Furloughs impact even the people who haven’t been furloughed, Wheeler points out. The mere announcement of furloughs at a company can stress out the people still at work, because they start to fear that they’ll be next on the chopping block. That type of anxiety is known to impact job performance and productivity. That, in turn, hurts the employer itself; many businesses are already on the brink without this added stressor dragging them down.

And the furloughed individuals called back to service return with psychological scars that don’t heal with a restored paycheck. Employees who resume their duties remember the trauma of the furlough and still suffer, according to Wheeler, who says there’s no research showing how long it takes for formerly furloughed employees to get back to recover psychologically.

I knew it was going to happen. That didn’t make it easier.”

Greg, furloughed lawyer

“Because these events are so rare, we don’t know how long it’ll take for people to return to their pre-furlough selves,” he says. “There’s emotional stress and emotional exhaustion shoots up. It’s bad. It creates long-term stress and burnout. And people can’t function like that. That’s how you end up with people having breakdowns.”

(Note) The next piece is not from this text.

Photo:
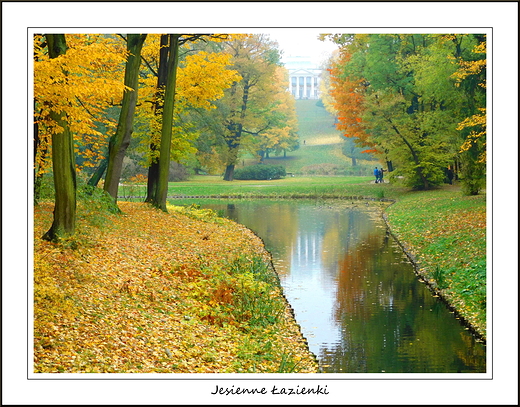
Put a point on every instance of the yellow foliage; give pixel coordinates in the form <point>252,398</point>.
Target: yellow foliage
<point>82,84</point>
<point>151,294</point>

Alvord recommends staying mentally healthy by taking care of yourself—move your body, like take a nature walk; stay socially connected; get enough sleep, which is critical to mood regulation and mental clarity.

“What makes people happy is having a goal and meaningfulness,” she explains. “Accept what you can control instead of stewing in it. Use your time.”

Workplace whiplash

Greg, a lawyer at a 25-person firm in Yonkers, N.Y., endured some workplace whiplash. The 31-year-old, who asked that his last name not be used, was furloughed briefly in April, then went back to work from his home in Jersey City, N.J., for 1.5 months, and was furloughed again early July. With housing court closed, the firm was left with few landlords and tenants to represent.

“I knew it was going to happen. That didn’t make it easier,” he says. “Even in early July or late June, it seemed as though by the winter, we could be back to normal, but that doesn’t seem to be the case.”

Greg is trying to find other work, but his side hustle had been in the entertainment business, an industry that was also hard hit by the COVID-19 pandemic. Instead, he volunteers at a voter-registration not-for-profit, posts on Twitter, cleans the house and tries to get into shape. Meanwhile, his husband, a manager at a tech company, is busier than ever.


“There are definitely good days and bad days,” Greg reflects. “Some days, I sit around wondering what the hell was I thinking spending $300,000 [on school] and seven years on and I can’t even practice law right now. Other times, I can spend the whole day keeping myself busy. It’s a lot harder to be motivated to do something fun when I know I’m just doing it to kill time.”